If there exists a valid segmentation of length $$$k$$$ ($$$k >= 2$$$) in an array with values $$$>= 0$$$, then $$$M_k <= M_{k - 1}$$$.

Base case

It holds for $$$k = 2$$$ since the only valid segmentation of length 1 has width $$$N$$$ (where $$$N$$$ is the length of the array), and any valid segmentation of length 2 has width $$$< N$$$.

Inductive step

Assume it holds for $$$k - 1$$$. Now we must prove that it holds for length $$$k$$$. If there does not exist a valid segmentation of length $$$k$$$, then the conditional statement in the theorem does not hold and the proof holds.
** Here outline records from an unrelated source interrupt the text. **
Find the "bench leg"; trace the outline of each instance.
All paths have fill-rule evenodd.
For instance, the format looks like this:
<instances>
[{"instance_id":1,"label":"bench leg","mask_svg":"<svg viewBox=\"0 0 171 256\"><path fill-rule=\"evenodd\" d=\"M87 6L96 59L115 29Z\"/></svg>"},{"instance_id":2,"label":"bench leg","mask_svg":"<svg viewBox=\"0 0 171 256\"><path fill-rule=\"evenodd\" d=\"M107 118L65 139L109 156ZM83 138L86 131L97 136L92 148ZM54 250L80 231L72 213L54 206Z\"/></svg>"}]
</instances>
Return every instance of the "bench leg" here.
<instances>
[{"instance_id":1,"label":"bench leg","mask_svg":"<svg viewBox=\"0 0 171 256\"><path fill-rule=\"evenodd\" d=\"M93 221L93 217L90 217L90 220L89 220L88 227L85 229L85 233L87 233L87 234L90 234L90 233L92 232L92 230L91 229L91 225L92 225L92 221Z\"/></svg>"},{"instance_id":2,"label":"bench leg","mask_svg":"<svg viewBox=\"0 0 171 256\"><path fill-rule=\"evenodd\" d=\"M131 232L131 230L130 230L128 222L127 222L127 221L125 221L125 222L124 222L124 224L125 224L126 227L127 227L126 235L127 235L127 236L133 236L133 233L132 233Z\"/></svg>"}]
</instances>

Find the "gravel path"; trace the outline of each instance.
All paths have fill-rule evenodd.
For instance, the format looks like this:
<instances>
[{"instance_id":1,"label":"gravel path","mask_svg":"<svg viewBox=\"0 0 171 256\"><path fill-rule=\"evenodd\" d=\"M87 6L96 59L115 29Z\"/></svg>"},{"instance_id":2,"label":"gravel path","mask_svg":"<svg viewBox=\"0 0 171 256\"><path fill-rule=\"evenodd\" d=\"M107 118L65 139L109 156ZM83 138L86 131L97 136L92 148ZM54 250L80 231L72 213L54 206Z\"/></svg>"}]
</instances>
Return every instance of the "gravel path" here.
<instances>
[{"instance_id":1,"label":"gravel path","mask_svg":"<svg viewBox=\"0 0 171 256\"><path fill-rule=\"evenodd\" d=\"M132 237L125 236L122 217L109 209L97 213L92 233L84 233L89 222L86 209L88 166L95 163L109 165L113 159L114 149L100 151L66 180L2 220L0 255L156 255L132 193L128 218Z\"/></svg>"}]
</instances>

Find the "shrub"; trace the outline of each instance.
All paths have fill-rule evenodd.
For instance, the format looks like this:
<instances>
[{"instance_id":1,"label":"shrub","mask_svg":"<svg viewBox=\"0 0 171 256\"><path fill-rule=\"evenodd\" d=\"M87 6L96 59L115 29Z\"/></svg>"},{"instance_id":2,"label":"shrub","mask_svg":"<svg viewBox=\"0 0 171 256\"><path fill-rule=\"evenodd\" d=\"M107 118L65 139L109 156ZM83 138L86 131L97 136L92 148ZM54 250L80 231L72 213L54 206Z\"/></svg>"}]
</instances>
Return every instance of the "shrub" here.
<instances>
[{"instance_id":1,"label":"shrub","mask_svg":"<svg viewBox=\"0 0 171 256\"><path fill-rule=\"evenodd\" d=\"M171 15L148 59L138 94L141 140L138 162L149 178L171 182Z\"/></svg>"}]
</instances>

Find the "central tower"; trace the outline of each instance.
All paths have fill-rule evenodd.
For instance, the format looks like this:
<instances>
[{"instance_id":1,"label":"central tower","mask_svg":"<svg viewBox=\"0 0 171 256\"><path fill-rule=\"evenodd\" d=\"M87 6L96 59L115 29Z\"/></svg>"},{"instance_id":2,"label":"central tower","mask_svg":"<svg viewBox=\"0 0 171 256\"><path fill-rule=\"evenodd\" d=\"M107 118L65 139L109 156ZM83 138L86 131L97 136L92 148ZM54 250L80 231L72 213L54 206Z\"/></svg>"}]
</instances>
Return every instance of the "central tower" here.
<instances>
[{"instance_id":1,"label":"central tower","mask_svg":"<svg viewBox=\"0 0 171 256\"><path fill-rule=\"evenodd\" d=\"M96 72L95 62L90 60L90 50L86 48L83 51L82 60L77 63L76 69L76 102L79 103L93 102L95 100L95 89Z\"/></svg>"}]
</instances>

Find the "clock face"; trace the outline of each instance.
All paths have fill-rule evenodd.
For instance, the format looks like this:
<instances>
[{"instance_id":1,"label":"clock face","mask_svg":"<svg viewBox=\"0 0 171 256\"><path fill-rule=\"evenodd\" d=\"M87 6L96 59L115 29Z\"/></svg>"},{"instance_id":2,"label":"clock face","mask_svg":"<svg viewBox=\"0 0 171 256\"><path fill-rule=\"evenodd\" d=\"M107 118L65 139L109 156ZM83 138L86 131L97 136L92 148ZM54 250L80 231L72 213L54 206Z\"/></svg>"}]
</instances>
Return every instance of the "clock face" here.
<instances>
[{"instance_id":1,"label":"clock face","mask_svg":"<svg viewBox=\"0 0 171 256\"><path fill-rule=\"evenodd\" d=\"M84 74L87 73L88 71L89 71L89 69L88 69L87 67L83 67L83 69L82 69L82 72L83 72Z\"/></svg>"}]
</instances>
Therefore we can assume for the remainder of the proof that a valid segmentation of length $$$k$$$ exists.

Let's assume by contradiction that the inductive step does not hold and that instead $$$M_{k - 1} < M_k$$$. This scenario is depicted in the drawing below (array ends at index $$$i$$$).

k segments
xx | xx | xx | xx | xxxxx 
                ^   <--->
                |    M_k     
                |
        index i - M_k

k - 1 segments
xx | xxx | xxxx | xxxx 
              ^   <-->
              |   M_{k-1}       
              |
      index i - M_{k-1}

From the definition of $$$M_{k}$$$, we know that it is possible to split prefix $$$[0:i-M_k]$$$ (see drawing) into $$$k - 1$$$ segments. From the contradiction hypothesis we also have that $$$i - M_{k - 1} > i - M_k$$$, and therefore it is possible to split $$$[0:i-M_{k - 1}]$$$ into $$$k - 2$$$ segments.

From the inductive hypothesis we know that $$$M_{k - 1} <= M_{k - 2}$$$. Therefore instead of cutting $$$[0:i-M_{k - 1}]$$$ into $$$k - 2$$$ segments, we can cut it into $$$k - 1$$$ segments and achieve a width that is not greater than it. Then we add on top of it segment $$$[i-M_{k-1}+1:i]$$$ which is guaranteed to make a valid segmentation since the width of the $$$k-1$$$'th segment is not greater than before. Note: this argument only holds because all values in array are $$$>= 0$$$.

We have now achieved a valid segmentation of $$$k$$$ segments with a width of $$$M_{k - 1} < M_{k}$$$. This is a contradiction (since we defined $$$M_{k}$$$ to be the minimum width among any valid segmentation of length $$$k$$$), and therefore our hypothesis was wrong. Therefore we must have $$$M_{k - 1} >= M_{k}$$$ which proves the inductive step.

Corollary

Let's choose in the theorem above $$$k$$$ to be equal to be the maximum valid segmentation. Then we have that $$$M_k <= M_{k - 1} <= ... <= M_{2}$$$. Therefore there exists a maximum segmentation whose width is equal to the minimum width among any valid segmentation.